Secure email procedures
Many of the problems experienced by businesses come via email. Network attacks, data breaches, hacks, these are all often started with someone clicking a link in an email or opening an attachment. That’s why having secure email procedures is very important. All attachments should be scanned before opening and ideally, links and attachments shouldn’t be opened on the business server.
Another area to ensure that the site is secure is to use secure hosting or a secure website platform. When you use your website for e-commerce, you are at a greater risk than when it is purely informational or has a blog with no products or services. And companies who offer this often use secure e-commerce platforms or hosting to increase their website security.
Look for platforms that are fully secure and PCI-compliant with their online store checkouts. Make sure they only use PCI-compliant payment processors. Also, ensure your site has an SSL certificate to protect the data on the site. A secure sockets layer or SSL ensures that all data passing between users and the website is encrypted and that it cannot be hacked, interrupted or accessed.
Set up fraud alerts
Setting up fraud alerts is a good way to protect both your business and potential customers as well as saving money in processing fraudulent orders. These tools look for things like:
· Mismatching user information for credit cards
· Repeat orders over a short time for the same customer with different cards
· A difference in shipping and billing addresses
· Chargeback abuse history
· International orders and those from blacklisted countries
The right tools can help with declined and mismatched payment information as well as tagging suspicious orders and also helps with repeat chargeback customers. While they aren’t 100% guaranteed, these tools can greatly reduce fraudulent transactions and save the business money.

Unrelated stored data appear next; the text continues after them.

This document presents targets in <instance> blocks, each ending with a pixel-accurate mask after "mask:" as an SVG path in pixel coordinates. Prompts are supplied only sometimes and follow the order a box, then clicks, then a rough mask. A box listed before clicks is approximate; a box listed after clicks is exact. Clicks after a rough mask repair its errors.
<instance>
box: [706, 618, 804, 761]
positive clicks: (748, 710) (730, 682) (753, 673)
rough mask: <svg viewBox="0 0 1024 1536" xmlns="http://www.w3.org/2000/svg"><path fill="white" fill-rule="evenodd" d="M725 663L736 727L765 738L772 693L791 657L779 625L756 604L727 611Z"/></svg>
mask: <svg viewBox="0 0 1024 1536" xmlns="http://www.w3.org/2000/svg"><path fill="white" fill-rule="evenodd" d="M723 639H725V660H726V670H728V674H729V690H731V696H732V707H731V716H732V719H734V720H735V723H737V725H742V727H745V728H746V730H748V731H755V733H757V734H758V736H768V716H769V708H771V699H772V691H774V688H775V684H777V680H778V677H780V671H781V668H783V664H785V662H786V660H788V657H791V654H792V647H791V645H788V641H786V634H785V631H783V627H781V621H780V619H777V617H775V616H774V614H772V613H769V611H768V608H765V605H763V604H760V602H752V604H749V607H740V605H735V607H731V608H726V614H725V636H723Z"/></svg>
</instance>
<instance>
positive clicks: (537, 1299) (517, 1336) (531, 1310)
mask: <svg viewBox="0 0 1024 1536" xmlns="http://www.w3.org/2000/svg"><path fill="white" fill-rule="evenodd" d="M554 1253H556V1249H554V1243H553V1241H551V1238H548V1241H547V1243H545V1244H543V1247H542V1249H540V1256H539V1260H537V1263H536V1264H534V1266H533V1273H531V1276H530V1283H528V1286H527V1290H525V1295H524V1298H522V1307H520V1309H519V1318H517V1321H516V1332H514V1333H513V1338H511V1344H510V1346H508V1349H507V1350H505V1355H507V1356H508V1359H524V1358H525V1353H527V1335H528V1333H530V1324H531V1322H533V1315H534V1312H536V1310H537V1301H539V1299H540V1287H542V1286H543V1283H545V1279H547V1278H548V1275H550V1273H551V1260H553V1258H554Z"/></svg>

The third challenge to consider for the modern business is document management. Cyber criminals have many complex ways to steal data from a business, but the oldest ways still work – finding documents discarded by the business that contain data. That’s why having a clear document management process is very important.
A document management system can be on-site or can be off-site and involves ensuring processes are in place to manage all kinds of documents. The key is that they are protected and securely shredded at the end of their lifespan to make sure hackers and other criminals cannot access the data that they contain.
There are companies who handle shredding and document storage for you so once the process is in place, it is less hands-on. For example, off-site storage allows you to store all business-critical documentation away from the business premises. There is online management available and a host of different ways to retrieve the data. It is secure at all times and if there was a break-in or a fire at the business property, the documentation would be safe off-site.
Backup tape storage
Backing up all data is a key part of protecting a business but where should those backup tapes be stored? A good tip in document management systems is to have them stored off-site. Like the documents themselves, these tapes can be stored at a special, secure facility with easy access if they are required. This means the tapes are protected, secure and in environmentally controlled facilities that means there is no degradation.
A final component in document management is asset tracking. This involves tracking assets of the business, including those that store data. It involves knowing where they are, what they are and whether they are onsite or offsite. Using specialist software ensures that assets can always be easily located and monitored.
Combating cyber criminals
Sadly, the need to combat cyber criminals isn’t one going away and as they become more sophisticated, so too are the measures businesses need to combat them. But with solid practices, a clear idea of the challenges and staff that are briefed on what they need to do, you can reduce your risks greatly.